There is a great need for novel and useful biomarkers to both assist with diagnosis and track disease progression in patients with pulmonary arterial hypertension (PAH). The authors of this manuscript demonstrate that growth differentiation factor-15 (GDF-15) may play such a role. GDF-15 is a member of the TGF-ß cytokine superfamily. Several studies have demonstrated that GDF-15 can be induced in cardiac tissue during pathologic periods of stress such as acute coronary syndrome, chronic left-sided heart failure, and pulmonary embolism. Right ventricular overload has been noted to increase in GDF levels, which led the authors to investigate GDF-15 expression in idiopathic pulmonary arterial hypertension (IPAH).

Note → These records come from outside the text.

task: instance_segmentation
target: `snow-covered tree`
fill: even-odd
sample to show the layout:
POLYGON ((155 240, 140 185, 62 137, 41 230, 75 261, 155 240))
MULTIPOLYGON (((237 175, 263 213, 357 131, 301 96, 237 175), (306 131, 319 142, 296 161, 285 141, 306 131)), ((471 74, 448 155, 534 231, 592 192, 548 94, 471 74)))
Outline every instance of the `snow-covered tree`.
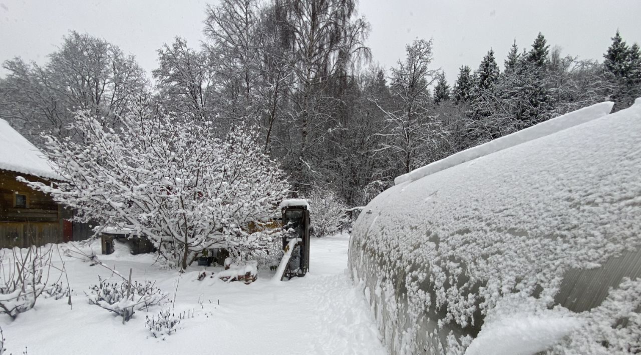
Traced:
POLYGON ((441 138, 442 127, 437 117, 430 114, 432 102, 428 88, 438 77, 429 68, 432 60, 432 41, 415 40, 405 47, 404 61, 399 61, 392 70, 392 109, 379 108, 385 115, 383 133, 385 140, 379 152, 390 152, 390 163, 401 173, 429 159, 428 155, 441 138))
POLYGON ((315 237, 336 233, 347 222, 347 205, 331 189, 316 187, 306 199, 310 203, 311 225, 315 237))
POLYGON ((458 71, 458 77, 452 89, 454 100, 457 104, 467 102, 472 95, 473 89, 474 77, 472 75, 472 70, 469 66, 463 65, 458 71))
POLYGON ((211 122, 153 113, 142 100, 122 122, 106 129, 79 111, 73 127, 83 143, 45 136, 65 180, 30 185, 79 220, 133 228, 183 269, 204 249, 262 248, 270 231, 250 233, 247 225, 274 217, 288 185, 255 132, 241 126, 219 139, 211 122))
POLYGON ((3 66, 7 75, 0 80, 0 116, 38 145, 43 130, 57 137, 78 133, 67 129, 74 119, 72 111, 88 110, 104 127, 117 127, 147 86, 133 56, 76 31, 63 38, 42 66, 19 58, 3 66))
POLYGON ((641 52, 637 43, 628 47, 619 31, 603 55, 603 68, 610 75, 615 111, 629 106, 641 95, 641 52))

The authors examined the diagnostic and prognostic utility of GDF-15 in the evaluation of patients with IPAH. This involved the evaluation of a retrospective cohort of 76 patients with IPAH from 1999-2004. A second prospective group included 22 consecutive IPAH patients over a 1-year period with follow-up right heart catheterization at baseline and 3-6 months, during which response to medical therapy was evaluated.

Fifty five percent of patients in the first cohort had elevated GDF-15 levels at presentation. Furthermore, elevated GDF-15 levels are associated with a poor prognosis in patients with IPAH. In the first patient cohort those patients who died (39/76) or underwent transplantation (3/76) had a significantly higher median GDF-15 at baseline compared to those who did not have these adverse events.

Interest in using panels of biomarkers for prognostication or diagnosis in a variety of diseases, including PAH, has arisen recently. GDF-15, in combination with NT-proBNP, identified patients at risk for adverse outcomes (death or transplantation). However, it was not demonstrated to be useful in monitoring response to treatment in this study.

The take-home messages of this study were that GDF-15 might be a novel useful biomarker for predicting outcomes in patients with IPAH. The source of GDF-15 in this patient population remains unclear. — Michael Risbano, MD, Pulmonary Hypertension Fellow, University of Colorado, Denver, and TMB.